Business in Brief: Israeli Telecom Giant Bezeq Withdraws Application to Merge Units

Israel Chemicals inks Indian potash deal; Matomy shares soar despite share issue; stock rally runs out

Send in e-mailSend in e-mail
Send in e-mailSend in e-mail
A Bezeq store
A Bezeq storeCredit: Bloomberg

Bezeq withdraws application to merge units

Bezeq said Thursday it had withdrawn an application with regulators to merge some of its businesses as a stop-gap solution until a final decision on whether it can bring them all into one company. In August, Israel’s largest telecoms provider sought a temporary approval to combine its Pelephone mobile phone unit, Yes satellite television company and Bezeq International internet service provider. Its landline business, which dominates Israel’s telephony and internet market, would have remained separate. Bezeq said it pulled its request to let the Communications Ministry focus on the company’s longstanding bid to end a government-mandated separation of its four businesses, including its landline parent company.

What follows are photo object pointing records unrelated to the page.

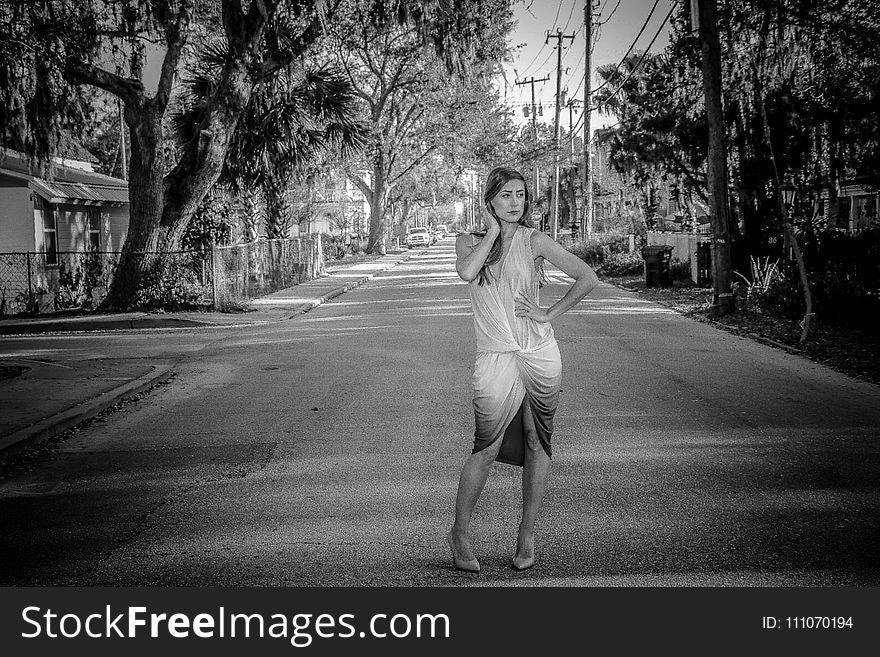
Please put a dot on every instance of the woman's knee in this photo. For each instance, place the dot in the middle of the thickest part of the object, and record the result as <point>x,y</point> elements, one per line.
<point>533,442</point>
<point>486,456</point>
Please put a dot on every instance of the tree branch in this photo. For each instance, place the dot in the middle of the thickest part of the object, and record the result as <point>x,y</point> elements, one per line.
<point>421,157</point>
<point>130,91</point>
<point>176,35</point>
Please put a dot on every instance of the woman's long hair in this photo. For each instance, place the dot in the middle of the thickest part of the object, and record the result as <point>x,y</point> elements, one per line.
<point>497,179</point>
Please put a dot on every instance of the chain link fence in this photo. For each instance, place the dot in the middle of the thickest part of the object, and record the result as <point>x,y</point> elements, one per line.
<point>246,271</point>
<point>40,283</point>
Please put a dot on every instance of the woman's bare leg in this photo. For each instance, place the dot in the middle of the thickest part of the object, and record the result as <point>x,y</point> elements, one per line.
<point>535,471</point>
<point>470,485</point>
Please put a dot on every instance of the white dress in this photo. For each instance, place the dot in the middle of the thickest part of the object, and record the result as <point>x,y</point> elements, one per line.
<point>517,358</point>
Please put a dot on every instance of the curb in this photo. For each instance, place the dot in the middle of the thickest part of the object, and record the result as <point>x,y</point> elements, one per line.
<point>348,286</point>
<point>143,323</point>
<point>53,425</point>
<point>68,326</point>
<point>742,333</point>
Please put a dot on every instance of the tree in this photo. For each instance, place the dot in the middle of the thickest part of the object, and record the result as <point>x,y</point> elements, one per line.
<point>801,97</point>
<point>290,120</point>
<point>410,101</point>
<point>53,50</point>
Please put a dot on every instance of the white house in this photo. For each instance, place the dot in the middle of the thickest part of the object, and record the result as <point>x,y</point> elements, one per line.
<point>47,224</point>
<point>75,210</point>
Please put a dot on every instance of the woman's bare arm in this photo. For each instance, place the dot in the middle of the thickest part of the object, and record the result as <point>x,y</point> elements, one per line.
<point>470,260</point>
<point>585,280</point>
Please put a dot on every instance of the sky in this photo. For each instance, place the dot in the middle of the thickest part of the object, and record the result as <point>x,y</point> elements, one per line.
<point>534,58</point>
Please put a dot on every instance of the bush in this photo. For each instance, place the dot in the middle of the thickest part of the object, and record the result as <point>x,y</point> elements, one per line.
<point>622,264</point>
<point>332,246</point>
<point>679,271</point>
<point>173,284</point>
<point>597,250</point>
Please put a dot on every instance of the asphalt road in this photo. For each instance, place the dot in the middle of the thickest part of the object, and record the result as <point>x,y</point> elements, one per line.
<point>325,451</point>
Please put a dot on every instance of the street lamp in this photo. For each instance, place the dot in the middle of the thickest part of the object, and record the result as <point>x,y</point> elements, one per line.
<point>789,193</point>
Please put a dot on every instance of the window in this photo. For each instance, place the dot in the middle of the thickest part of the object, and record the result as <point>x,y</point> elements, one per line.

Bezeq shares finished 0.2% higher at 3.71 shekels (98 cents). (Reuters)

Israel Chemicals signs Indian potash deal that could be worth $914 million

Israel Chemicals said Thursday it had signed a five-year supply contract with Indian Potash, India’s largest importer of potash. ICL said it would supply the Indian company with 600,000 metric tons of potash per year in 2019 and 2020, with the amount increasing to 650,000 tons annually between 2021 and 2023. “This is the first time we have signed a long-term agreement for the supply of potash in India, which represents a strategic market for ICL,” said Noam Goldstein, president of ICL’s potash division. Prices will be based on the prevailing market rate in India at the relevant date, ICL said. The contract follows one ICL signed in August with another Indian importer for 550,000 tons at $290 a ton. If Indian Potash pays the same price, that would mean revenues for ICL of $914 million over the five years. India is one of the three biggest markets for ICL, whose shares ended 2% higher at 20.85 shekels ($5.53). (Yoram Gabison)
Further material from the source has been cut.